The article says that this kind of temporary staffing is expected to increase by 25% over the next two years or so. And the typical lawyer temp makes between $40,000 and $50,000 annually, which is a lot less than “regular lawyers” make at the big firms.
The typical first year associate bills (according to the article) at between $325 to $550 an hour in big firms. That means that, if they bill 1,800 hours per year, then they generate between $630,000 to $990,000 in revenue for that firm. The contract lawyers, on the other hand, only generate about $90,000 per year. Obviously, the law firm would rather pay their regular associates to bill for the work done by temp lawyers. But, just as obviously, their clients would rather pay the temp lawyer rates.

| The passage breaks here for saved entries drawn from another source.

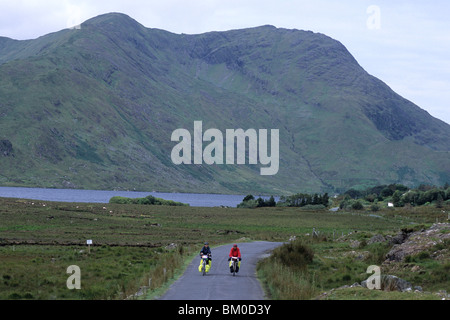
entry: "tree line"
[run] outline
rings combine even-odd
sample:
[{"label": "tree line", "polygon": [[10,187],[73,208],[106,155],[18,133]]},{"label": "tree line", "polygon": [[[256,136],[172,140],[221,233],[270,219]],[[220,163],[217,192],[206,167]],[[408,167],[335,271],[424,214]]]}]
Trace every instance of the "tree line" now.
[{"label": "tree line", "polygon": [[365,190],[350,189],[344,193],[344,201],[361,199],[371,203],[392,201],[395,207],[405,205],[421,206],[435,203],[442,208],[445,201],[450,200],[450,185],[442,187],[422,184],[417,188],[408,188],[402,184],[380,185]]},{"label": "tree line", "polygon": [[[450,200],[450,184],[442,187],[422,184],[417,188],[409,188],[402,184],[389,184],[369,187],[367,189],[349,189],[337,198],[340,208],[351,208],[354,210],[364,209],[362,202],[372,204],[373,211],[379,209],[378,202],[389,201],[395,207],[405,205],[421,206],[434,203],[436,207],[442,208],[446,201]],[[328,193],[308,194],[297,193],[289,196],[281,196],[276,202],[271,196],[269,199],[255,198],[247,195],[238,208],[261,208],[261,207],[306,207],[311,209],[327,208],[332,204]]]},{"label": "tree line", "polygon": [[329,206],[330,197],[328,193],[325,194],[307,194],[297,193],[290,196],[281,196],[276,202],[275,198],[271,196],[269,199],[259,197],[255,199],[253,195],[247,195],[238,208],[261,208],[261,207],[305,207],[305,206]]}]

I wonder how this lower rate structure will affect the “regular associates”? My regular rate is $250 an hour, and I've been practicing law for over 20 years. I realize that the Wall St. Journal article is looking at New York law firm rates, but even in New Orleans my rates are much lower than attorneys with my experience who work in big firms.
Business clients are going to keep looking for ways to pay lawyers less money, and they are going to keep pressuring them—especially now that there is such a glut of available legal talent. Big firms can only cut costs so much because much of their costs are tied to long-term leases in prestigious buildings (and other expensive fixed costs).
I'll be interested to see how this tension between big firms and their clients plays out over the next two to five years.